Growing up, the radio in our home wasn’t just an appliance — it was a treasured family heirloom, a village status symbol. What status exactly? No one could ever explain. But if your family owned that big wooden radio with speakers the size of small
boulders, you walked a little taller.
In our house, playing vinyl on the radio happened once a year — a tradition so rare it made solar eclipses look common. And as Christmas approached, my sisters would begin their annual campaign: nudging, pestering, practically begging my father to “please check if the radio is working.” They knew the lurking threat that could
sabotage all festive joy: the stylus needle.
Ah, yes, the stylus — the tiny tyrant with absolute power over our Christmas soundtrack. If you remember the long stick (the tonearm) you lifted on and off the vinyl, that’s where the headshell and cartridge lived. Attached to that was The Needle, the microscopic hero that brought music to life. When new, it delivered pure magic. But as it wore down — which it did with the commitment of an overachiever — it could distort songs or tear up records. And if it was worn out? No party. No dancing. No nothing.
Every household also had a DJ, but not because someone had exceptional skill. No, no, no. It was simply because only one person was allowed to touch the sacred machinery. In our home, that was my father — the man, the myth, the chief custodian of the radio. The rest of us were merely spectators, grateful to be in the presence of such
authority.
That radio even came with a built-in compartment to store vinyls, each one lying in wait like ancient scrolls. And the record changeover wasn’t just a changeover — it was a
full-blown ritual. Today’s DJs sweat over seamless transitions as if they were performing surgery. Back then? Silence. A complete stop. A reverent pause. We would stand in collective suspense while my father performed his ceremony.
He would slowly, ceremonially, pull out the next record as though unveiling a sacred relic. Then he’d examine the cover with great seriousness, reading the track list as if
something might have changed since last year. After that came the cleaning —
always cleaning — done with a special towel and a technique only vinyl monks
could have invented.
Then came the placing of the record onto the platter with surgeon-level precision. Lifting the tonearm followed — and no one has ever handled a newborn more gently — before he guided it onto the very edge of the vinyl.
And we waited.
Oh, how we waited.
Music stopped entirely during this process. And even after the needle touched the record, the song didn’t begin right away. First came that soft, mysterious hiss — a whisper of what was coming. Then the tiny crackles, like the vinyl clearing its throat.
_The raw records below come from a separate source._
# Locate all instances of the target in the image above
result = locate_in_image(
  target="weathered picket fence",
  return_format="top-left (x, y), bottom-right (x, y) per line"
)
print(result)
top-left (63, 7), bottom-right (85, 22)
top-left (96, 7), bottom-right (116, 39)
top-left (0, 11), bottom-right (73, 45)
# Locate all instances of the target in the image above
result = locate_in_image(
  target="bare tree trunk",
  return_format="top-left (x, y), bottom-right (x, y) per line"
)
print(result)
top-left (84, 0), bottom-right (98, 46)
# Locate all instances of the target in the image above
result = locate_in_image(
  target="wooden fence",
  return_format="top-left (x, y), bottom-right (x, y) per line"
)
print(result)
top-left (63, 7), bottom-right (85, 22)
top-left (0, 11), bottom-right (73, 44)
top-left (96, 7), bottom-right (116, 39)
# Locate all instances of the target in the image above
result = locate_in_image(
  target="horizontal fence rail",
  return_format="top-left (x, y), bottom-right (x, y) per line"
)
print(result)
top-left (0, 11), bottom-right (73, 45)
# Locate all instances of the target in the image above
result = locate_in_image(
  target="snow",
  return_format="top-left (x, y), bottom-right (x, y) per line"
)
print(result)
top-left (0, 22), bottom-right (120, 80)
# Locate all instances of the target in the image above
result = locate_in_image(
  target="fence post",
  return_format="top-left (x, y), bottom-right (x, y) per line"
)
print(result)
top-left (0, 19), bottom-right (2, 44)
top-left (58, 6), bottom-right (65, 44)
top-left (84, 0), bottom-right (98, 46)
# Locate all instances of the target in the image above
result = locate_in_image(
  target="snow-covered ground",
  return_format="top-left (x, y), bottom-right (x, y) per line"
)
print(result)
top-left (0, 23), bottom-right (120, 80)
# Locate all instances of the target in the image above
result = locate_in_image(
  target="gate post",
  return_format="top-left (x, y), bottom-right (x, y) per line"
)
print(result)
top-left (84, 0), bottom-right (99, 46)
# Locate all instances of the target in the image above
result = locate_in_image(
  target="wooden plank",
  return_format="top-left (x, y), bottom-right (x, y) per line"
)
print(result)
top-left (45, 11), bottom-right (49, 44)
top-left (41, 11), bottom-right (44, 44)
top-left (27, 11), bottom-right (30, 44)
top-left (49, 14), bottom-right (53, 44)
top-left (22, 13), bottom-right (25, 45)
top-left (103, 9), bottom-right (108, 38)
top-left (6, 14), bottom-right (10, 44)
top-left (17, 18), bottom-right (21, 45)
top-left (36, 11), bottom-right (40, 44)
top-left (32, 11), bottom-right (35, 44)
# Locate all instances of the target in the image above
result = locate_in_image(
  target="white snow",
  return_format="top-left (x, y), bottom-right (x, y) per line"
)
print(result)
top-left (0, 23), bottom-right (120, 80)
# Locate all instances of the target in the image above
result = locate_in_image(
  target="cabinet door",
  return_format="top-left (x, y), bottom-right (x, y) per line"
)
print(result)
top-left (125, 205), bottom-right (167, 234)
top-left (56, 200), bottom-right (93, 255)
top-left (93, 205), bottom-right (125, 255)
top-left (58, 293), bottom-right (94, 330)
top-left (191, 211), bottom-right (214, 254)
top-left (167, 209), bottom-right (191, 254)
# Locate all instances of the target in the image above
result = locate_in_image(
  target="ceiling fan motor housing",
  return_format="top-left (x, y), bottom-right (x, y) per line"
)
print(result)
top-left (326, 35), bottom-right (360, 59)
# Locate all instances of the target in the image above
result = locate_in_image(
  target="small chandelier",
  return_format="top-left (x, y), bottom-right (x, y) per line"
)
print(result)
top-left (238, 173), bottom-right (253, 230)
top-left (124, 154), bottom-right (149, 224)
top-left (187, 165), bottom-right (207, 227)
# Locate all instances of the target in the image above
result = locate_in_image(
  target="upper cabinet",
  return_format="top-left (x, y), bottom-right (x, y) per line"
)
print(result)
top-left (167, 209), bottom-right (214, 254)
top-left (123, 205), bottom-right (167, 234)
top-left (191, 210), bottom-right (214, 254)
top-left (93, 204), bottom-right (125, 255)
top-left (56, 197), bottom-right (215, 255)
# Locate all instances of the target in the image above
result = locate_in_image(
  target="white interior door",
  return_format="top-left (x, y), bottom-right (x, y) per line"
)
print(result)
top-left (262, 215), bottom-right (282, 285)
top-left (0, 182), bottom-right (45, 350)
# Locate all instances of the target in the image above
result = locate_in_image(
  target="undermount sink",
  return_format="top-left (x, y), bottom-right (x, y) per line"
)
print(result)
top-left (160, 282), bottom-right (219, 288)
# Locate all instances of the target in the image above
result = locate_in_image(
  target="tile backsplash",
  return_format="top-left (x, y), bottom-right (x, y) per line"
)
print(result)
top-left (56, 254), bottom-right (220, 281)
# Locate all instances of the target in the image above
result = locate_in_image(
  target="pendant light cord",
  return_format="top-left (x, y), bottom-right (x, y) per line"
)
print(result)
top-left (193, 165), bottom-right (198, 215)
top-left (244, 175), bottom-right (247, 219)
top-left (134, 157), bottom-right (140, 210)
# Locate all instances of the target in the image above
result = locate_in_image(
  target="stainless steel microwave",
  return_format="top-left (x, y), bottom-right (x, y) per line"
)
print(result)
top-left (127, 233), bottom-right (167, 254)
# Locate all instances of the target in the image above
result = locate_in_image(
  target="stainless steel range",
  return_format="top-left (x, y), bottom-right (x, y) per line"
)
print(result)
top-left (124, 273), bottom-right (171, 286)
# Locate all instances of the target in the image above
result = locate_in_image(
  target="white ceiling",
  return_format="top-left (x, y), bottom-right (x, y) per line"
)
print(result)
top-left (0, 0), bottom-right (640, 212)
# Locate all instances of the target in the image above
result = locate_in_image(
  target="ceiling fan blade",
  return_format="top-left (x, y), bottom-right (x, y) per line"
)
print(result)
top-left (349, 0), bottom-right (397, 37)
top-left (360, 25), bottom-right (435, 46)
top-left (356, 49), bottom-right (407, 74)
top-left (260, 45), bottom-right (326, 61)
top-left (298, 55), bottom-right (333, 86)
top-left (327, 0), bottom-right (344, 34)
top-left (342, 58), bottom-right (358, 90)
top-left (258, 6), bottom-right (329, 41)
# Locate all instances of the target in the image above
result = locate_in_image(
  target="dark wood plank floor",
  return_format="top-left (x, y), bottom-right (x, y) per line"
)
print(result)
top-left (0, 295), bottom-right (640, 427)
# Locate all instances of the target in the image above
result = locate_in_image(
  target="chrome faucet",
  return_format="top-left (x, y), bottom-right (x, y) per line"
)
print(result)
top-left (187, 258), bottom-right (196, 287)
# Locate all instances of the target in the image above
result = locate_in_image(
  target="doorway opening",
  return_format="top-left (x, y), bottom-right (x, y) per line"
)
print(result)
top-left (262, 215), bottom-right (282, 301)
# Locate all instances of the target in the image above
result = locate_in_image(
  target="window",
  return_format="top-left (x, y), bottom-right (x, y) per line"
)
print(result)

And finally, gloriously, the music burst alive, sending us racing to the dance floor like we had been rebooted.
There was something almost sacred about that pause — the hush as the tonearm hovered, the soft hiss of the needle finding the groove, the conspiratorial crackle before the instruments arrived. It felt like the room held its breath together. The
waiting didn’t delay the music; it deepened it. Anticipation made the moment
matter.
In that suspense, there was a kind of communal alchemy. Family, friends, neighbors, and random gatecrashers exchanged smiles, cracked jokes, and shared the delicious
impatience that binds people. And when the song finally came, we reacted with one voice — dancing, shouting, laughing. The music didn’t just play in the room; it played through us.
And you needed stamina —real stamina — in those days. Dancing through all sixteen minutes of Leonard Dembo’s “Chitekete” was a test of endurance and commitment. No one dared leave the floor. This was our once-a-year moment. You committed to the arc of the song: the build-up, the breakdown, the payoff. No skipping through highlight clips — you experienced the whole journey, the story the artist intended.
Skipping tracks? Do not even think about it. If your favourite song wasn’t Track 1, that was your personal tragedy. Under my father’s regime, lifting the tonearm to jump ahead was a cardinal sin. You danced through the entire album — and funny enough,
that helped us appreciate the artist’s full talent.
Back then, you learned patience. You didn’t rush the music. You didn’t rush the moment. You waited. You listened. You danced till the song ended — every single time. Today, everything must be instant. No gaps, no pauses, no breathing space. But those long silences, those suspenseful crackles, that ceremonial ritual — they taught us something priceless: anticipation enriches experience. The waiting wasn’t empty time. It was part of the composition.
If you ever want to feel a song more deeply, try bringing a little of that old-school patience back. Pause. Breathe. Let the first crackle pull you in. The music — and the people around you — will thank you for it.
Good things take time. Great music is always worth the wait.